Speaker/comedian Andy Andrews defines it like this: “Self-discipline is the ability to make yourself do something you don’t necessarily want to do, to get a result you would really like to have.” So it is, in every sense of the word, an inside job. Nobody can do it for you or to you. Rather, it is a combination of commitment and hard work, often over a long period of time, to get where you want to go. It all starts with your ability control your thoughts and actions through discipline. This means managing your thoughts, your behavior, your personal habits, and your emotions. You must keep all of them in check. Does that make you into some kind of unfeeling robot? No, definitely not.

Your self-discipline starts when you learn how to create a personalized set of habits that will enable you to keep moving ahead when the going gets rough. Is it easy? No. If it were easy, everyone would be doing it and everyone would be ragingly successful. As you look around you, you are well aware that’s not happening.

Consider this contrast: in one month, 2,800 people searched the Internet for “self-discipline.” More than 200,000 searched for “fun.” So most people would rather have fun, that quick hit of instant gratification, than go through the lengthy and sometimes painful process of controlling their thoughts and actions and sticking to a job until it is complete. Because after all, isn’t it easier on a cold, dark morning to hit that snooze button and catch an extra hour of sleep that to roll out of bed, make a cup of coffee, and do some inspirational reading? The choice is yours.

Most successful people are long-range planners. Consider these contrasts.

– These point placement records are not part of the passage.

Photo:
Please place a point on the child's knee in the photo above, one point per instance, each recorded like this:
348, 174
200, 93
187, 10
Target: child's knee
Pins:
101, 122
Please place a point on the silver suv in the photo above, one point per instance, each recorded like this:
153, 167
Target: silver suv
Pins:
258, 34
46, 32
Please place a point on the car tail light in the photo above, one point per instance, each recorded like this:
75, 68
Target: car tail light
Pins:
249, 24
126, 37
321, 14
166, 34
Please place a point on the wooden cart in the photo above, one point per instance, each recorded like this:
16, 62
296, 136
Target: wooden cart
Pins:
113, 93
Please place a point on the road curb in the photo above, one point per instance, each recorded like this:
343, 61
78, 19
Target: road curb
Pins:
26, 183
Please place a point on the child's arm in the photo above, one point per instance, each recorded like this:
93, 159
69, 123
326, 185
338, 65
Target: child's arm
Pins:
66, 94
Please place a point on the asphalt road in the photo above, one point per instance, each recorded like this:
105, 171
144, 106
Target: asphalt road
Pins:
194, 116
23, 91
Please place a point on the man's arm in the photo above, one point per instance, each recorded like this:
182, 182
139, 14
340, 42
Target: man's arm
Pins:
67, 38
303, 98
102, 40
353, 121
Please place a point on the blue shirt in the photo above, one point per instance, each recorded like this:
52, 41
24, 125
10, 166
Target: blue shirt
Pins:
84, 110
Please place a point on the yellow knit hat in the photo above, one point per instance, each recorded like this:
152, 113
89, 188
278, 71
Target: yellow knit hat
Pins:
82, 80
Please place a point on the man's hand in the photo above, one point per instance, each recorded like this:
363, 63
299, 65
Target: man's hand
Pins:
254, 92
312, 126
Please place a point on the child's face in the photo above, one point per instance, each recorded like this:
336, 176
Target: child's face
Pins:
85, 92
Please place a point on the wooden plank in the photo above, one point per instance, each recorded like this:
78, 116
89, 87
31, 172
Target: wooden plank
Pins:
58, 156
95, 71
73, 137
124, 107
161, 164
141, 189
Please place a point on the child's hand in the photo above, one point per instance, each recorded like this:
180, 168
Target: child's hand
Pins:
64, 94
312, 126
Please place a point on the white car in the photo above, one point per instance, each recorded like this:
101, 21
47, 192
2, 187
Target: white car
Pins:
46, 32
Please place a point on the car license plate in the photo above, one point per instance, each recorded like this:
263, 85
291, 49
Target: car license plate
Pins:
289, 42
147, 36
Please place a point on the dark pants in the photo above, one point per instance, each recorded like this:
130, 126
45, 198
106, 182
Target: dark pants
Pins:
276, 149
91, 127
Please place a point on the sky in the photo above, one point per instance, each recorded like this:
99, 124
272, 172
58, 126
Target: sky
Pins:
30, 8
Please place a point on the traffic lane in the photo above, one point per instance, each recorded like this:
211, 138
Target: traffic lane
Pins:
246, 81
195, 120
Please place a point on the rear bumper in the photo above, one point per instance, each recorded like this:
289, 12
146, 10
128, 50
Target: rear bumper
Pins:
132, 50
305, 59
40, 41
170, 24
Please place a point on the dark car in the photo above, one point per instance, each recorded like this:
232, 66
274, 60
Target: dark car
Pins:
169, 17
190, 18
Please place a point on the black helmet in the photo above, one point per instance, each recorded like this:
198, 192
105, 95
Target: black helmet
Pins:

  • Short term: grab that beautiful outfit on sale at your favorite boutique. Long term: pay off your credit card debt.
  • Short term: grab a cigarette to help you relax. Long term: breathe deeply and get healthy.
  • Short term: join the office gang for happy hour after work. Long term: save a few bucks and fatten your savings account.

You get the picture. And you probably know which actions you would be most likely to take.

Whether or not you choose to develop self-discipline is strictly up to you. But before you decide on your next move, consider what NOT having it could be costing you. Listed below are just a few areas of your life where having self-discipline brings success and not having it leads to discomfort, unhappiness, and possibly outright failure.

Self-discipline means looking at the various aspects of your life and quitting activities or habits in those areas that are producing unhappiness and outright dysfunction. Consider how you are functioning in each of these areas of your life right now.

  • Finances
  • Physical health
  • Mental health
  • Important relationships
  • Job and career
  • Spiritual life

It’s entirely possible that you are functioning at peak performance in some places and not in others. For example, many people are so focused on their job, their career, building a business, producing an income—that they are neglecting their health and their important relationships. Right now you can choose to bring things into better balance. You can see the areas where you need to change and begin to develop habits that will bring your whole life picture into clear focus.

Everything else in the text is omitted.